The whole process of lung transplantation
(1) You should consult about lung transplantation as early as possible when your respiratory function has significantly decreased and has significantly affected your quality of life.
(2) If your condition meets the indication for lung transplantation, you will be scheduled for necessary tests, which include: pulmonary function measurements, blood gas analysis, cardiac ultrasound, X-ray, and blood tests, which can be completed and results obtained within 1-2 days. Those with severe disease will be accompanied by a dedicated lung transplant team to complete them. There are two possible outcomes of the evaluation: early lung transplantation or no lung transplantation for the time being. If the latter is the case, we will develop an appropriate treatment plan to improve quality of life and delay lung transplantation as much as possible.
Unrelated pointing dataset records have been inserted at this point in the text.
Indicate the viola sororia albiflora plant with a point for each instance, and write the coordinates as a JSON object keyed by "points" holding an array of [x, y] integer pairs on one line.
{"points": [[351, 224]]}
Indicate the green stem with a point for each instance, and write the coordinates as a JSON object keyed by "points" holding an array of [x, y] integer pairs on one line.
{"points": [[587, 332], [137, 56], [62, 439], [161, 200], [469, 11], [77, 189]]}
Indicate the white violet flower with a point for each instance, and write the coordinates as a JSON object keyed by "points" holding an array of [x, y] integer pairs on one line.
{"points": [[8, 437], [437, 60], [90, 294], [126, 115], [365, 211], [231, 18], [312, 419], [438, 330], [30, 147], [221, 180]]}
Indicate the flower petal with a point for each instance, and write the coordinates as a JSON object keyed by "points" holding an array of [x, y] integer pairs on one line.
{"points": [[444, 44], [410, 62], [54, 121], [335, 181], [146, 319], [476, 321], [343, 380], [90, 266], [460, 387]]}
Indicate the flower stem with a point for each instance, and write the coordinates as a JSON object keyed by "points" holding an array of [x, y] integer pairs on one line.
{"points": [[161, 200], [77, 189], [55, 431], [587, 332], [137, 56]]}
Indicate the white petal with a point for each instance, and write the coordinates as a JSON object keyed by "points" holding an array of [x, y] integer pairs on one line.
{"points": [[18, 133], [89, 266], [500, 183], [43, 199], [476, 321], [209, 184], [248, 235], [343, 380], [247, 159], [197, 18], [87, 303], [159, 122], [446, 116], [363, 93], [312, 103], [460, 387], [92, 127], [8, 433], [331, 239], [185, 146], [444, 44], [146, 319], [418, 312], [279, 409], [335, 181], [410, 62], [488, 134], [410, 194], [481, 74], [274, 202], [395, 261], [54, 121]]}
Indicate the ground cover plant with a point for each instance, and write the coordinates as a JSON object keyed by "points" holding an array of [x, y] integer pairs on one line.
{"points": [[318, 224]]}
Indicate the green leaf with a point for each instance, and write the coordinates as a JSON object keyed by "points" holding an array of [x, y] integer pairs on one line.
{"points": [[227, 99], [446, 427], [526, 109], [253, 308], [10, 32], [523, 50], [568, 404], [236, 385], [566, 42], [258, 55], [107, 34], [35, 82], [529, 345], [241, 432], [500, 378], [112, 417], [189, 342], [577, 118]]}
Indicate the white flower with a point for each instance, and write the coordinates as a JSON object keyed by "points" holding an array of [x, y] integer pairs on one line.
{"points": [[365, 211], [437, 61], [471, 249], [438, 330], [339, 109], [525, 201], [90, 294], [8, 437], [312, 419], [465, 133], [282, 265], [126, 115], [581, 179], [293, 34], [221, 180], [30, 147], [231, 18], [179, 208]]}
(3) If the patient requires a lung transplant at the earliest possible date, the patient will be placed on a waiting list for a donor lung. Prior to this, the patient and family should meet with the head of the lung transplant team, Professor Gao Chengxin, and you have the right to be informed of all the circumstances and to complete all signatures regarding surgery and other tests prior to treatment on a completely voluntary basis. Provide contact details to ensure that you can be contacted at any time.
(4) After entering the waiting list, i.e. before the surgery. This includes the necessary tests, medication during the waiting process, nutritional support, an exercise program designed to improve post-operative recovery potential, and counseling on pre- and post-operative lung transplantation. An individualized program will be developed based on the condition, with regular follow-up visits and timely adjustments. Patients who have been waiting longer than 6 months must receive an updated evaluation.
(5) With a suitable donor lung, we will decide on the recipient patient based on blood type, severity of disease, waiting time, and donor size, and notify the recipient patient as soon as possible. Patients have a green channel to be admitted in the shortest possible time and complete the hospitalization procedures. After completing the preoperative preparation, depending on the arrival time of the donor, the patient is admitted to the operating room 2-3 hours earlier, and after the operation, he/she is admitted to the intensive care unit, and after the condition is stabilized, he/she is admitted to the ward care unit and then transferred to the general ward. If no serious complications or other conditions occur, the patient is usually discharged from the hospital 2-3 weeks after surgery.